Zu diesem Zweck wird außerdem der Begriff der „Auslagerung“ und damit die mitzuteilenden Informationen um „IKT-Vertragsbeziehungen“ ergänzt. Dies sollten Finanzinstitute bei künftigen Meldungen an die BaFin beachten. Möglicherweise werden sich diese Mitteilungspflichten künftig noch erweitern, wenn nicht nur „wesentliche“, sondern sämtliche Auslagerungen erfasst werden, wie durch das Forschungsteam der Universität Innsbruck empfohlen. Hintergrund dieser Empfehlung ist das Ziel, nicht nur rein vertragliche, sondern auch „dynamische“ Abhängigkeiten darstellen zu können. Hier wird deutlich, dass mögliche Schlupflöcher im Bezug auf die Aufsicht der IT-Dienstleistungen gestopft werden sollen.

Die BaFin sieht die Grundlage einer Abhängigkeit der Finanzinstitute von den IT-Dienstleistern in der zunehmenden Konzentration von IT-Infrastruktur und die damit einhergehende Marktmacht einzelner Unternehmen. Diese werden freilich nicht nur von der BaFin beaufsichtigt, sondern auch von anderen Aufsichtsbehörden, insbesondere im Bereich des Datenschutzes und der Wettbewerbsaufsicht. Diese Behörden verfolgen teilweise dieselben Ziele, sodass die Forschungsgruppe der Universität Innsbruck eine engere Kooperation zwischen diesen anregt. Auf diese Weise könne die zunehmende Bündelung im Hinblick auf die IT-Finanzdienstleistungen effektiver überwacht und gegebenenfalls Maßnahmen ergreifen werden, wenn systemische Risiken für die Finanzstabilität identifiziert werden.

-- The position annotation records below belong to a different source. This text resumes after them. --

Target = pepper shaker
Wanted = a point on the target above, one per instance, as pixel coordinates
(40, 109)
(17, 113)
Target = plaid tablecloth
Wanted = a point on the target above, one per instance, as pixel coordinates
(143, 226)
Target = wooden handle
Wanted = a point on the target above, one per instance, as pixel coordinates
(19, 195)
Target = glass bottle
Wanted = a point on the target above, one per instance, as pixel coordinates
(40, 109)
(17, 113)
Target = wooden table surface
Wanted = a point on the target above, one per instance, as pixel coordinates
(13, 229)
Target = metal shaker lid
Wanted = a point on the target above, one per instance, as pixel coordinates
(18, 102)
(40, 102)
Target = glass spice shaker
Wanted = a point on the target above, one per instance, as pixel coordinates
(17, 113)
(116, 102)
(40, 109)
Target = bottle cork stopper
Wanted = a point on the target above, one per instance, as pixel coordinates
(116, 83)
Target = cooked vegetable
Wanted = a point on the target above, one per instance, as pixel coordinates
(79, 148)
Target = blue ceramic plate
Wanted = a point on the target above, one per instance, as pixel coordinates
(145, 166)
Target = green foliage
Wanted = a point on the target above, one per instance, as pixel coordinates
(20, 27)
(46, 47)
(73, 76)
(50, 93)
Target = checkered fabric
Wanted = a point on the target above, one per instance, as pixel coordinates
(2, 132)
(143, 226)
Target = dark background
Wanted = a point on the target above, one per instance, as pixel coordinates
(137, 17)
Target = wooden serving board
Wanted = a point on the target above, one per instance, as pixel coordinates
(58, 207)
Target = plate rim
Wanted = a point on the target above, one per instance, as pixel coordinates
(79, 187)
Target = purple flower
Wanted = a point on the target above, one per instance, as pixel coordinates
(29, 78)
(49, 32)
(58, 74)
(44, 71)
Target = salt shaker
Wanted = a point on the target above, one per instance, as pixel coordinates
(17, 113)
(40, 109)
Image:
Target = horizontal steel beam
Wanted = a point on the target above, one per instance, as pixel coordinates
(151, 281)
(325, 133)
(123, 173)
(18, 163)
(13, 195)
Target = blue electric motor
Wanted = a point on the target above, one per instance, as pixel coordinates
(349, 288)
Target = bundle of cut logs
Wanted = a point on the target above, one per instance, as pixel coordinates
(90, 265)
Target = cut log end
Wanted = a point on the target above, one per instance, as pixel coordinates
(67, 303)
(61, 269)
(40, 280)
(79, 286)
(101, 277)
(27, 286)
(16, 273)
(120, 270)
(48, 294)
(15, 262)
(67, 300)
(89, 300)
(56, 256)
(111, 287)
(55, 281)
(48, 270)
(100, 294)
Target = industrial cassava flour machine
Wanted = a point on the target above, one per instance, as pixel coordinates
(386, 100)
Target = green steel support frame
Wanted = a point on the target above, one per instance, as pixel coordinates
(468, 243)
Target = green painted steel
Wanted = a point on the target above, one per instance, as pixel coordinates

Die Stellungnahme der BaFin im Zusammenhang mit der Veröffentlichung des Forschungsberichts verdeutlicht, dass die IT-Aufsicht der Behörde künftig erheblich ausgebaut werden dürfte. Eine solche Entwicklung ist angesichts der fortschreitenden Digitalisierung nur folgerichtig. Diese macht selbstverständlich auch vor Finanzinstituten nicht halt. Im Gegenteil stellt sich die zunehmende Nutzung von digitalen Finanzprodukten schon jetzt als wesentlicher Bestandteil des Finanzwesens dar, Tendenz steigend. Insofern werden auch die Verpflichtungen der Finanzinstitute im Rahmen der IT-Aufsicht weiter ansteigen.